The pace of technological change complicates that decision. “The reason so many are ‘piloting’ AI for M&A tools is because what feels cutting-edge today may be obsolete in twelve months. The systems I used a year ago don’t compare to what I run today. To me, the answer is building a workflow around the needs of the fund manager that can move in lockstep with the best large language models. If it can be built in-house, fantastic. If it’s a product, the question is whether it can evolve as quickly as the large LLMs themselves.”
Another constraint borders on data quality. PE analysis is nuanced, and generic models won’t suffice. Bain’s research notes that firms making progress are the ones putting in organizational support — standing up governance, prioritizing use cases and spreading learnings across portfolios — rather than experimenting in silos.
What Comes Next
The mood in the industry has changed from curiosity to strategy. Nearly two-thirds of private equity firms now consider AI implementation a top strategic priority, according to Private Equity International’s Advanced Technologies & AI Report.
For Bekele, the reason is simple. “The M&A workflow generates massive volumes of data each day—financial statements, contracts, CRM records, customer reviews and interview transcripts.
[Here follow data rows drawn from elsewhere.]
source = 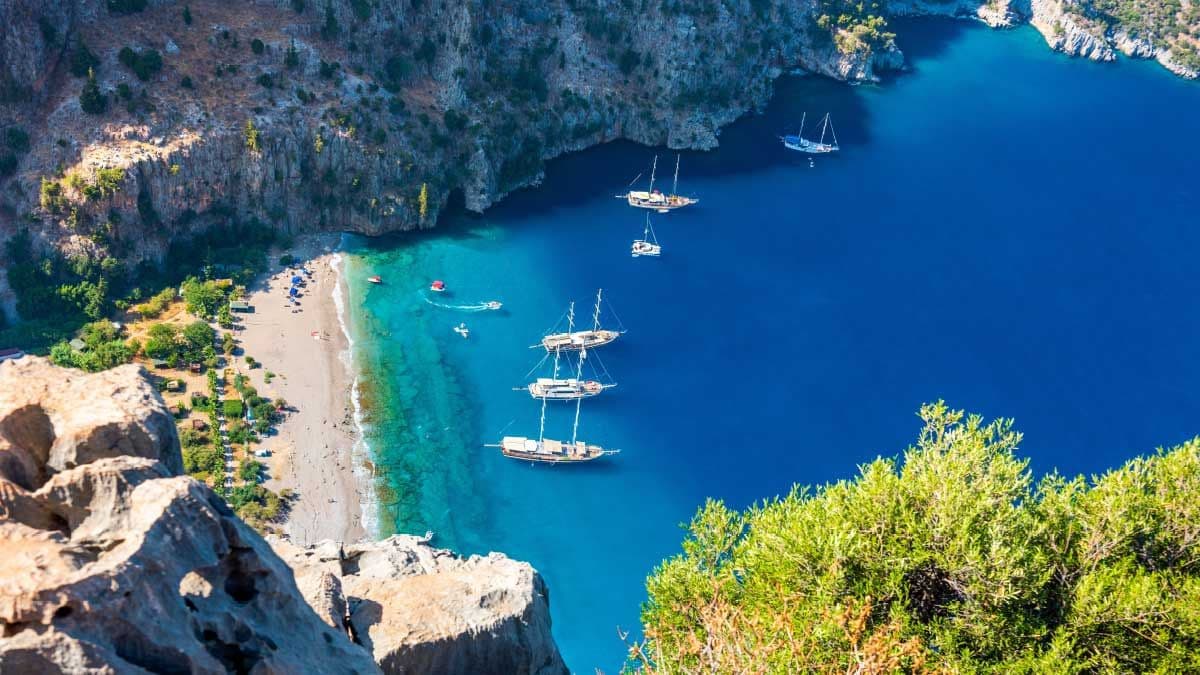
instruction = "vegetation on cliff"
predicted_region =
[630,404,1200,673]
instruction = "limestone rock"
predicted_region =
[272,536,568,675]
[0,357,378,673]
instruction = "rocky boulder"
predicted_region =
[0,358,378,673]
[272,536,568,675]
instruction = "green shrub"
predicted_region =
[630,404,1200,673]
[79,68,108,115]
[116,47,162,82]
[221,399,245,419]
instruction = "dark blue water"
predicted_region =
[340,22,1200,673]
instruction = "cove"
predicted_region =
[336,20,1200,673]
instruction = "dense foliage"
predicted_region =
[630,404,1200,673]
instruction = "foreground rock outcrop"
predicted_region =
[272,536,568,675]
[0,357,566,675]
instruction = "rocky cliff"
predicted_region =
[0,0,1200,267]
[0,357,566,675]
[272,534,566,675]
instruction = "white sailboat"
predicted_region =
[487,309,620,464]
[784,113,838,155]
[532,288,624,352]
[631,214,662,258]
[514,303,617,401]
[617,155,700,214]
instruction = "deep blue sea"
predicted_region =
[336,20,1200,673]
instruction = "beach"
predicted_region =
[238,234,367,544]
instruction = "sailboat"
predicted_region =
[784,113,838,155]
[514,303,617,401]
[632,214,662,258]
[487,313,620,464]
[617,155,700,214]
[532,288,624,352]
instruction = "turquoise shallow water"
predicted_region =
[338,22,1200,673]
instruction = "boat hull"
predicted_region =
[541,330,620,352]
[500,436,617,464]
[630,241,662,258]
[784,137,838,155]
[526,380,607,401]
[624,191,700,214]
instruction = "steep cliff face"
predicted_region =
[0,357,566,674]
[0,0,900,257]
[272,534,568,675]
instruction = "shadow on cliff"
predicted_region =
[883,17,974,73]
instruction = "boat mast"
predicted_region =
[571,381,583,446]
[538,300,575,442]
[592,288,604,331]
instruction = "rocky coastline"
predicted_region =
[0,0,1196,276]
[0,357,566,675]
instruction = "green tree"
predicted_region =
[643,404,1200,673]
[142,323,179,360]
[184,277,227,318]
[242,119,263,153]
[79,68,108,115]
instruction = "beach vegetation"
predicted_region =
[229,484,284,530]
[133,286,176,318]
[629,402,1200,673]
[179,426,224,480]
[221,399,246,420]
[238,459,265,483]
[143,321,215,368]
[182,277,229,319]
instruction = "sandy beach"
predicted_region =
[238,235,367,544]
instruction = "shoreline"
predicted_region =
[236,234,373,545]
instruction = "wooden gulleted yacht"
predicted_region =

AI expands the aperture, processing information at speed so investors can focus on what matters: generating insight and making decisions.”
That captures the wager many investors are making: Not that AI will replace human judgment, but that it will elevate it. And it could be the silent revolution happening in an industry known for its strict rules. The firms turning AI into processes, not just projects, will likely compound advantages across sourcing, diligence and portfolio operations. Given how quickly the toolset is evolving, the edge may belong to managers — large or lean — who are open to change and learn in public.